- Supreme Court of the United States

Decided June 20, 2025
- Full case name: McLaughlin Chiropractic Associates, Inc. v. McKesson Corp.
- Docket no.: 23-1226
- Citations: 606 U.S. 146 (more)

Holding
- The Hobbs Act does not bind district courts in civil enforcement proceedings to an agency's interpretation of a statute. District courts must independently determine the law's meaning under ordinary principles of statutory interpretation while affording appropriate respect to the agency's interpretation.

Court membership
- Chief Justice John Roberts Associate Justices Clarence Thomas · Samuel Alito Sonia Sotomayor · Elena Kagan Neil Gorsuch · Brett Kavanaugh Amy Coney Barrett · Ketanji Brown Jackson

Case opinions
- Majority: Kavanaugh
- Dissent: Kagan, joined by Sotomayor, Jackson

Laws applied
- Hobbs Act

= McLaughlin Chiropractic Associates, Inc. v.

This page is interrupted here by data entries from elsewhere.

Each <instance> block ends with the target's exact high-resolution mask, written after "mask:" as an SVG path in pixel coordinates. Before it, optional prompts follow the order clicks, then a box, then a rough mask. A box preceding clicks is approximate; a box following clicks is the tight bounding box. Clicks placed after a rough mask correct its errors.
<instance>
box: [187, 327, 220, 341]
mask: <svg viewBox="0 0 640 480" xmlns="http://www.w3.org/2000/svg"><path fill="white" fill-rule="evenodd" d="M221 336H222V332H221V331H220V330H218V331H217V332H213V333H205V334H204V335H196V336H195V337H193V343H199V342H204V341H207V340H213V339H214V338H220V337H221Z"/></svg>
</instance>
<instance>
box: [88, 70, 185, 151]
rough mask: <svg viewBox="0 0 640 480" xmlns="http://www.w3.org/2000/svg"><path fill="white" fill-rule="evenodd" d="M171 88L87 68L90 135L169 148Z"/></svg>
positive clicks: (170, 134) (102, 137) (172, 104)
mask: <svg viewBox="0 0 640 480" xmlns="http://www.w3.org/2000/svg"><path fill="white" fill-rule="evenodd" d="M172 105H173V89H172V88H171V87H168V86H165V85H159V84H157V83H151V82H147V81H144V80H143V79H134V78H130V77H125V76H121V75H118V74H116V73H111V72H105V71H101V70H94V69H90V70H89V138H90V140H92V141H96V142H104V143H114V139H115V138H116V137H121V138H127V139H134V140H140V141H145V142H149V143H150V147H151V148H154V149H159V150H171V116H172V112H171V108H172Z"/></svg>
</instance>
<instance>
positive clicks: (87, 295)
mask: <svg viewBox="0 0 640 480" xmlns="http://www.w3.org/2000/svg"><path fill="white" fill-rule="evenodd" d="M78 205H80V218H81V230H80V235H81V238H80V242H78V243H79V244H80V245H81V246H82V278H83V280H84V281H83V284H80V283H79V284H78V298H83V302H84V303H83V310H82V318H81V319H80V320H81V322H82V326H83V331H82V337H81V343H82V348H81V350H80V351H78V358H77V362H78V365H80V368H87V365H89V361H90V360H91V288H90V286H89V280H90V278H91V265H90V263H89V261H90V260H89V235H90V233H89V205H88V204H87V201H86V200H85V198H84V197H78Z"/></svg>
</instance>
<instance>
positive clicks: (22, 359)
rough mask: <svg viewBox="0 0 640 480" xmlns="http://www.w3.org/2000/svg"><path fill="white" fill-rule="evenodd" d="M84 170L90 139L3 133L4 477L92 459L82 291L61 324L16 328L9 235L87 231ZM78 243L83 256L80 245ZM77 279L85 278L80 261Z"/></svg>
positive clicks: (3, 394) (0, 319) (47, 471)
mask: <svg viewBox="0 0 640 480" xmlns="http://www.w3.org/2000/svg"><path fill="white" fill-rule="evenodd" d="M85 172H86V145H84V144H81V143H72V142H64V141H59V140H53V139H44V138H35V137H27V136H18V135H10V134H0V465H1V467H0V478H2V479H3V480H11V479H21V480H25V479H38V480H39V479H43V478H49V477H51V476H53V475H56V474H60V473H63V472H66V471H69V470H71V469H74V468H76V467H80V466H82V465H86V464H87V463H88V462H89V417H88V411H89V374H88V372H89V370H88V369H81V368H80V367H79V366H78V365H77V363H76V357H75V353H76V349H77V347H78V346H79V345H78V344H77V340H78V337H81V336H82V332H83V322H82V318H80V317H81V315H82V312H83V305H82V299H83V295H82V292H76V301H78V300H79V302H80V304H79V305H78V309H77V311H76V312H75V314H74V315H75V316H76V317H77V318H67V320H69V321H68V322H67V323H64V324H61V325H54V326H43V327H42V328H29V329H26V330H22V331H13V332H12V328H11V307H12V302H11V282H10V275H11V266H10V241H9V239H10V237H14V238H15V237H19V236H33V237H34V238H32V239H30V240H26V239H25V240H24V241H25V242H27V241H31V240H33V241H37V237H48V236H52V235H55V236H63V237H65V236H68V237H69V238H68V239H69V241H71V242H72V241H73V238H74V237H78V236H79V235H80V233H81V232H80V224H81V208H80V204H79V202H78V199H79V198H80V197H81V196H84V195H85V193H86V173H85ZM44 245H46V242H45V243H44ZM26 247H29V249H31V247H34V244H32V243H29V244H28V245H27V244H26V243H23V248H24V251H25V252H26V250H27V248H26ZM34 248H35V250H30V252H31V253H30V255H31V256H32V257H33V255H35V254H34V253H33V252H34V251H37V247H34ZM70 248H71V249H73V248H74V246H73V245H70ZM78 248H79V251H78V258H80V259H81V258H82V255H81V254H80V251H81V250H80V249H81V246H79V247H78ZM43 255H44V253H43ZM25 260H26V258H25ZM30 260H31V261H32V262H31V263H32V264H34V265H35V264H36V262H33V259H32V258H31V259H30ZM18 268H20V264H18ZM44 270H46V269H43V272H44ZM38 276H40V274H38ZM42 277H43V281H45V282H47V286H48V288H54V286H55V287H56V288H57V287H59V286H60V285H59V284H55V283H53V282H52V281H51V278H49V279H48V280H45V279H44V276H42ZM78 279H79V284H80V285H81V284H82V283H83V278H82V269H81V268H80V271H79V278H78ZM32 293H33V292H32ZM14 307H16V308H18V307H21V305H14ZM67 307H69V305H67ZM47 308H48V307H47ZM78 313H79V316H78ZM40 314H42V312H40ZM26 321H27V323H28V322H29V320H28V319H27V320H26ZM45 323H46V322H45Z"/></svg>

McKesson Corp. =

McLaughlin Chiropractic Associates, Inc. v. McKesson Corp., , was a United States Supreme Court case in which the court held that the Hobbs Act does not bind district courts in civil enforcement proceedings to an agency's interpretation of a statute. District courts must independently determine the law's meaning under ordinary principles of statutory interpretation while affording appropriate respect to the agency's interpretation. At issue in the case was the interpretation of the Telephone Consumer Protection Act of 1991 by the Federal Communications Commission.